Wie erwartet konnte die Schülerin vor dem Spritzen viele Unkrautarten entdecken. Nach dem Spritzen ist nur das Unkraut, das Nutzpflanzen nicht schadet, weggefallen. Die schädlichen Arten wucherten weiter. Als Eva Häselhoff einige Zeit später den Acker erneut untersuchte, stellte sie fest: Das weggestorbene Unkraut hat sich kaum regeneriert. Mit ihrem Projekt möchte die Schülerin zeigen, dass wir Menschen etwas vernichten, was nicht nur schädlich ist. Denn verrottetes Unkraut eignet sich als Dünger. Setzt man Unkrautvernichtungsmittel ein, bleibt das schädliche Kraut erhalten und breitet sich aus. So wird das Unkrautproblem noch größer.
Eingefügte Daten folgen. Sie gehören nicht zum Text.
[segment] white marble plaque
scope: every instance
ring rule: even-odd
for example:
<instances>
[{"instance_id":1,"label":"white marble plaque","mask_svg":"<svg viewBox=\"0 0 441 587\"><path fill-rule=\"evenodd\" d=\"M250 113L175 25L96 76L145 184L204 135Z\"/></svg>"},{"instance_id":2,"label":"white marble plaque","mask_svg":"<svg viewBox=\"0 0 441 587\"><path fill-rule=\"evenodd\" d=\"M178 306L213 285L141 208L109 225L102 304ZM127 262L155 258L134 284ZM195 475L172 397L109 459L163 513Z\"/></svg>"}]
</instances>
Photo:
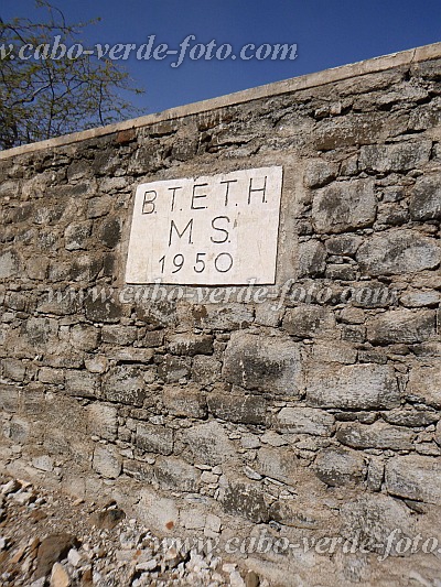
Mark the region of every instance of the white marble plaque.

Sie ist zwar nur einen Millimeter groß, kann aber ein ganzes Bienenvolk töten. Die Rede ist von der Varroamilbe, mit der sich Anna-Maria Gnann aus Erlingshofen in ihrer Seminararbeit zum Thema Bienenkrankheiten beschäftigt hat. In ihrem Versuch hat die Schülerin des Gymnasiums Donauwörth zwei Bienenvölker untersucht und festgestellt, dass beide Völker von Milben befallen waren.

Um die Milben zu bekämpfen, hat die Jugendliche Ameisensäure in einen Behälter gefüllt und diesen an der Wabe befestigt. Die 18-Jährige sagt: „Die Säure ist verdampft. Der Großteil der Milben ist abgestorben.“ Da Ameisensäure eine organische und keine chemische Säure ist, eignet sie sich besonders gut, um die Varroamilben zu bekämpfen. Im Honig schmeckt man davon rein gar nichts.

Hier die Projekte „Schüler experimentieren“ im Überblick:

Unter Hobbygärtnern ist bekannt, dass man Tomatenstauden so zuschneiden soll, dass sie in die Höhe wachsen. Dass das sogenannte Ausgeizen nicht viel bringt, hat Farina Mayrshofer aus Tapfheim mit ihrer Schulkameradin Anna Rogg herausgefunden. Die beiden Schülerinnen des St.-Bonaventura-Gymnasiums in Dillingen haben Cherry- und Cocktailtomaten angepflanzt. Davon haben sie die eine Hälfte ausgegeizt, die andere nicht.

Immer wenn die Tomaten reif waren, haben die beiden Mädchen die Früchte geerntet, ihre Größe und das Gewicht gemessen. Dann haben die Schülerinnen ein paar Tomaten gegessen und ihren Geschmack bewertet. Ergebnis: An den ausgegeizten Tomatenstauden wuchsen zwar mehr Tomaten. „Die waren aber nicht so süß und hatten nicht so viel Geschmack“, sagt die elfjährige Farina Mayrshofer. Die Tomaten der nicht zugeschnittenen Stauden hingegen haben viel besser und aromatischer geschmeckt.

Ein Kaba, der sich von selbst umrührt und keine Klümpchen enthält? Das könnte bald möglich sein. Der 14-jährige Max Schäferling aus Bissingen hat zusammen mit zwei Schulkameraden des Johann-Michael-Sailer-Gymnasiums Dillingen ein bisschen experimentiert und eine Lösung gefunden. Die Jugendlichen können in einem speziellen Magnetfeld Teilchen zum Tanzen bringen, die diese Bewegung weitergeben können. Die Teilchen sind nützliche Alltagshelfer, nicht nur im Kaba. Auch verklumptes Salz kann im magnetischen Wechselfeld wieder verfeinert werden.